Le bord de mer est abandonné. Il n’y a que les fidèles qui font feu du soleil et que rien n’empêcherait  d’être là. 

Ce sont les goûteurs de lumières, amateurs de brise, porteurs de bonnet d’avril (il fait froid), poseurs de  pas et de regards, gourmets de la beauté singulière, faiseurs d’histoires, âmes vagabondes  qui se délectent de ces précieuses minutes de liberté.  

Les plus solitaires, les plus enclins  au rêve et à la méditation choisissent le chemin de la jetée de pierres vertes ; les autres longent sans conviction, en errance sur la promenade, l’alignement de restaurants et de boutique désertés. 

Le chemin qui mène à la jetée ne souffre pas de l’absence de ses promeneurs. 

Il permet à ceux qui l’empruntent de goûter sa beauté éphémère. 

Bientôt deux mois que le monde s’est arrêté. 

Comment le monde va-t-il redémarrer ?

S’attacher à la beauté du monde pour se rassurer  des Hommes. 

Ce chemin parcouru tant de fois ne plaque aucune lassitude sur mes yeux. 

Je peux les garder grands ouverts, et absorber le trait de céladon qui  sépare la mer du ciel.

Ces percées de lumières, sans cesse renouvelées, rythment les zones d’avancée de la pluie. 

Mes compagnons de promenade sont là. Ils remontent, descendent le chemin, habitués chaque jour à l’exercice de ce rite.  

Le couple (repéré par Hanoï dans l’épisode 24), est là, dans la coutume quotidienne de sa marche de fin de journée. Comme toujours il avance déterminé devant… en retrait elle le suit. 

Le vent de face se lève. 

Il tient sa casquette, fait le dos rond pour accentuer l’aérodynamisme de sa marche. Il appuie ses pas, les pose avec fermeté, pour ne pas ralentir sa marche décidée.
Elle  avance avec  calme et fluidité, son foulard en prise avec le vent. A l’arrière elle veille sur son homme, c’est certain. 

Leur distanciation n’a rien d’une soumission de lassitude, c’est un accord tacite d’équilibre. Ils arriveront à bon port, ensemble.   

Prendre le temps de déguster le bord de mer.  

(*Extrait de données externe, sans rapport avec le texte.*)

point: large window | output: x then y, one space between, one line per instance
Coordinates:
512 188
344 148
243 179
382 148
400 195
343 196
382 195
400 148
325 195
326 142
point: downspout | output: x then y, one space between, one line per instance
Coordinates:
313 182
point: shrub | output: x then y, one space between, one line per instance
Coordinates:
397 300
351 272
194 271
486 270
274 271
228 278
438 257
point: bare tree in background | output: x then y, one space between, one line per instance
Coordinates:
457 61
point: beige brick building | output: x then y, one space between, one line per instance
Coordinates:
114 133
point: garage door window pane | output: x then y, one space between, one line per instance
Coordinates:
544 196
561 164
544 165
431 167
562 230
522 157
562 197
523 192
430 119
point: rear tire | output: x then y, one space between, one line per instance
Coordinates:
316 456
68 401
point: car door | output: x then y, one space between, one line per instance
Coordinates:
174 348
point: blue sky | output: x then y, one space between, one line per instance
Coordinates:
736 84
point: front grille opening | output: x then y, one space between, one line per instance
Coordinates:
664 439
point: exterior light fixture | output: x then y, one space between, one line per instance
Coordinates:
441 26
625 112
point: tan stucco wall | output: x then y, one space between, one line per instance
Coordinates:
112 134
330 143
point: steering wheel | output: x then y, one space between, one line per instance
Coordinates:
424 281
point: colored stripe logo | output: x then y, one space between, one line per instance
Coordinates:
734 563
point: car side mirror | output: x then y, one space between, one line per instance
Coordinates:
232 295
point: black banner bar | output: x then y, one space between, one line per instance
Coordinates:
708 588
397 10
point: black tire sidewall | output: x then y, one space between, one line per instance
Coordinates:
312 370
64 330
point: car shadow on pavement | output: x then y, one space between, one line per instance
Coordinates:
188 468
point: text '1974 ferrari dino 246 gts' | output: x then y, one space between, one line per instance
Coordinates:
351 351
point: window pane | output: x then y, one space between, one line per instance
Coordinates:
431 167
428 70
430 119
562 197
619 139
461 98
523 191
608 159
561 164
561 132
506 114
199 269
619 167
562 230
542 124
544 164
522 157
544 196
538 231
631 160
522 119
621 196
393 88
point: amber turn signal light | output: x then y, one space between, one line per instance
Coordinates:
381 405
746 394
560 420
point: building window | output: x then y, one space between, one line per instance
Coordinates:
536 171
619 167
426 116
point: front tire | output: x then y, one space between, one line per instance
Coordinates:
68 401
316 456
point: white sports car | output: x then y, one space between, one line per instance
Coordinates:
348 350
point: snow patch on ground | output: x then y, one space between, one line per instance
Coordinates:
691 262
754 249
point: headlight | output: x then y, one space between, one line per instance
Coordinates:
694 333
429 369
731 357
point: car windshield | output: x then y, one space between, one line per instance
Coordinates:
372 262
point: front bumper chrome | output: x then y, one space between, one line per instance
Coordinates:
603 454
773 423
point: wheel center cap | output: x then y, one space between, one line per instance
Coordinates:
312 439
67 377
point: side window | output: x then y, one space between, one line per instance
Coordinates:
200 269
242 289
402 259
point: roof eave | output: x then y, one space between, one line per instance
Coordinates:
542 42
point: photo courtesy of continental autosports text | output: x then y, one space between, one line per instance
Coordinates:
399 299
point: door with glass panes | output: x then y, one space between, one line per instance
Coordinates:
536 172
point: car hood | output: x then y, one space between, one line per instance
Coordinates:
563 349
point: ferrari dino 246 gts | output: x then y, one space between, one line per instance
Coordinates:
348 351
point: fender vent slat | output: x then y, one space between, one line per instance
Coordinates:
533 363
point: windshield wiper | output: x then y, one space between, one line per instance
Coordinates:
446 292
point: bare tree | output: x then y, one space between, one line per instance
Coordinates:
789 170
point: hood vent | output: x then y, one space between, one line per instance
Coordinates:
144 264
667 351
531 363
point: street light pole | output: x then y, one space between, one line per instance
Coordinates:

Nous finissons par nous habituer, nos croisées instaurent la complicité de ceux qui ne se lasseront jamais du spectacle privilégié d’être ici.

Le vent est absent, il n’y a aucune aspérité qui perturberait les sens. 

Le parfum d’iode est capturé par la lourdeur du temps, le silence s’étouffe dans le sable immobile, les couleurs  se dispersent en une traînée d’aquarelle mal maîtrisée par un pinceau gorgé de trop d’eau.

Une jeune femme arrive à grands pas, casque sur les oreilles, incognito sous sa casquette, indifférente à ceux qu’elle croise. 

Elle va faire chuter mon sondage du bonjour qui était en nette progression ces derniers jours.

La pluie arrive. Je n’aurai pas le temps… de parvenir au bout du chemin de la jetée. 

Le chemin du bord de mer n’est pas rectiligne.  La côte a été modelée par la mer pour attirer les curieux, pour les inciter à toujours aller un peu plus loin.

Il y a toujours un tournant, et derrière l’annonce de la courbe, la perspective d’une vue différente. 

Comment est la couleur de la mer, juste derrière ?

Et si je continuais encore un tout petit peu ? juste pour voir…

Et si je m’arrête, j’aurai peut-être manqué  les plus belles couleurs, sur les dunes, sur la plage, sur l’eau.  

La courbe de ce chemin s’est dessinée pour  inciter le promeneur solitaire à poursuivre sa marche. 

Elle lui donne le prétexte de ne pas rentrer trop tôt, trop vite, de se trouver des excuses de mille choses à faire, de repousser le lâcher-prise devant le lointain. 

Ne rien faire, juste marcher pour aller voir un peu plus loin ce qu’il y a après le virage de dune. 

La plage est ma consolation. Le chemin un tendre ami qui me tient la main.

Il y a le virage, la dune, le soleil plus loin derrière la dune,  comme « Les eaux de mars » dans la voix de Moustaki, un pas une pierre un chemin qui chemine… une succession heureuse, une mélodie rythmée de l’avancée. 

Mais aussi prendre le temps des arrêts, des pauses pour regarder la mouvance du monde et entendre les notes posées par  le vent. 

Derrière le virage, il y a le Christ exposé aux vents. Le sel marin a rongé les clous de son martyre et des coulées de rouille salissent  ses pieds. Il me donne froid, exposé  à tous les vents. 

Le soleil rosit dans ses derniers rayons. Il disparaît derrière la dune d’herbes folles. 

J’essaye d’imaginer les processions d’enfants chargés de fleurs, les prêtres et fidèles dans une joyeuse marche un jour de célébration, la montée des chants dans une journée ensoleillée. 

Je m’échappe, à San Salvador de Bahia ; je vois les barques chargées de fleurs, de fruits, de parfums partir déverser dans les flots ces offrandes à Lemanja, la grande protectrice de la mer. Les processions de danseuses qui bougent aux sons multiples et  joyeux de la musique brésilienne.

Je reviens plus près, à Saint-Valery. Je franchis la porte de cette chapelle délicate, qui préserve les ex-voto des pêcheurs de la baie.

La pluie est maintenant  là. 
Elle emporte avec elle les dernières taches de lumière céladon. 

La mer et la pluie se rejoignent et je suis trop éloignée pour entendre le clapotis des gouttes sur l’eau. 

Alors je rentre sur le chemin-serpent de bord de mer, une envie de nager sous la pluie, accrochée à mes pensées.